Controleer regelmatig de uiterste gebruiksdatum, zodat u altijd een bruikbare spuit in huis heeft.

  • Scheur het foliezakje open en haal de injectiepen eruit.
  • Let op! Controleer de injectievloeistof via het kijkvenster. De injectievloeistof hoort helder en kleurloos tot lichtgeel van kleur te zijn. Heeft het een andere kleur? Of zitten er deeltjes in de injectievloeistof? Gebruik de injectiepen dan NIET. En pak een nieuwe injectiepen.
  • Verwijder de rode naalddop.
  • Dien de injectiepen toe in de onderbuik, in de bovenbenen ( buitenkant van de dijbeen) of de bovenarm. Injecteer niet door kleding heen.
  • Druk de injectiepen met het gele uiteinde loodrecht op de injectieplaats tot u ‘klik’ hoort. 
  • Houd de injectiepen dan nog 5 seconden stevig op zijn plaats tot het kijkvenster rood kleurt.
  • Verwijder de injectiepen loodrecht uit de injectieplaats.

Gebruiksaanwijzing neuspoeder (Baqsimi)

Bewaar Baqsimi in de met folie omwikkelde koker. Verwijder de folie niet en open de koker vlak voor het toedienen. Controleer regelmatig de uiterste gebruiksdatum, zodat u altijd bruikbaar neuspoeder in huis heeft.

  • Verwijder de folie door aan de rode strip te trekken.
  • Open het deksel en haal de container met neuspoeder uit de koker. Let daarbij op dat u de zuiger met de groene lijn niet indrukt.
  • Houd de container met neuspoeder tussen de vingers en de duim.
  • Breng de tuit voorzichtig in een neusgat tot de vinger de buitenkant van de neus raakt.
  • Druk de zuiger helemaal in met uw duim tot de groene lijn op de zuiger niet meer zichtbaar is.

Leg de bewusteloze persoon op zijn of haar zij omdat deze zo het makkelijkst kan ademhalen.

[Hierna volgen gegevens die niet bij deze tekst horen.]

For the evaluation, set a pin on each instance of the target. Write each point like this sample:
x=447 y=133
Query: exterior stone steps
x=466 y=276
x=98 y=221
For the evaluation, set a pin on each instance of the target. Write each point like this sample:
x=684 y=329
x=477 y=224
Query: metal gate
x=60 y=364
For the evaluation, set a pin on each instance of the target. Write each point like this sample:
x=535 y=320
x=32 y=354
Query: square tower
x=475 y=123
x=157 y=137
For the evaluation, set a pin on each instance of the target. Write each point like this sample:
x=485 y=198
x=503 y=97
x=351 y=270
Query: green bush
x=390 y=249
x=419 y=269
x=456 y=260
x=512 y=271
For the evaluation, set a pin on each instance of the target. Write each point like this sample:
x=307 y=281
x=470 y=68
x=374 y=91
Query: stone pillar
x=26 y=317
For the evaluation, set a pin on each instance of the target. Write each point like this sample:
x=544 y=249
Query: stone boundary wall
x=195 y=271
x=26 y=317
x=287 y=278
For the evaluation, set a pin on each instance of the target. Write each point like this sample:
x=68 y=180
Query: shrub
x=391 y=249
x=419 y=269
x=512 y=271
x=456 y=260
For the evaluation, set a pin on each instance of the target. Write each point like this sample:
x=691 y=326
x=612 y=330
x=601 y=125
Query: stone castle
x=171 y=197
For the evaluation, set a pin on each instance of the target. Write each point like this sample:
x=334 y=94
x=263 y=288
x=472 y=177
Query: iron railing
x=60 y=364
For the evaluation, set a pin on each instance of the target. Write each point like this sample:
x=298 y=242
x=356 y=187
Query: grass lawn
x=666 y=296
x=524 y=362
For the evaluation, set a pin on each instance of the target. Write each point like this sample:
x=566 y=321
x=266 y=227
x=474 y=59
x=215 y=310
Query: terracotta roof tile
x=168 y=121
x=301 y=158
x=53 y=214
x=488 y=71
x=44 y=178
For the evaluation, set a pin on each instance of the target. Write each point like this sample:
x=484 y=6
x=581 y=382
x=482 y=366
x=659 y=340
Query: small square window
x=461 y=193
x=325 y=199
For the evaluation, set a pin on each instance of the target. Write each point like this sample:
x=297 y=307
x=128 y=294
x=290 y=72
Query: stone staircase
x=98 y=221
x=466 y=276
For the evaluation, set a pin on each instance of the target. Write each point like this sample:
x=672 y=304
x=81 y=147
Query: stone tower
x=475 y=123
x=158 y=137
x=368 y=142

Zodra de persoon bij bewustzijn komt moet hij of suiker innemen (bij voorkeur in de vorm van druivensuiker (6 tabletten ‘Dextro’) of een groot glas aangelengde limonadesiroop. Als er geen suiker of limonadesiroop voorhanden is, kunt u ook uitwijken naar bijvoorbeeld vijf suikerklontjes, een eetlepel suiker opgelost in water, een paar biscuitjes, een snee brood of een groot glas vruchtensap.

Geef NOOIT voedsel of drank aan een bewusteloos persoon: het kan per ongeluk in de luchtpijp komen en zo verstikking of longontsteking veroorzaken.

Wanneer?
Het is belangrijk bij een hypo snel te handelen. Glucagon moet worden toegediend als de persoon met de hypo geen suiker of ander voedsel kan innemen. Of als het te lang duurt voordat dit werkt.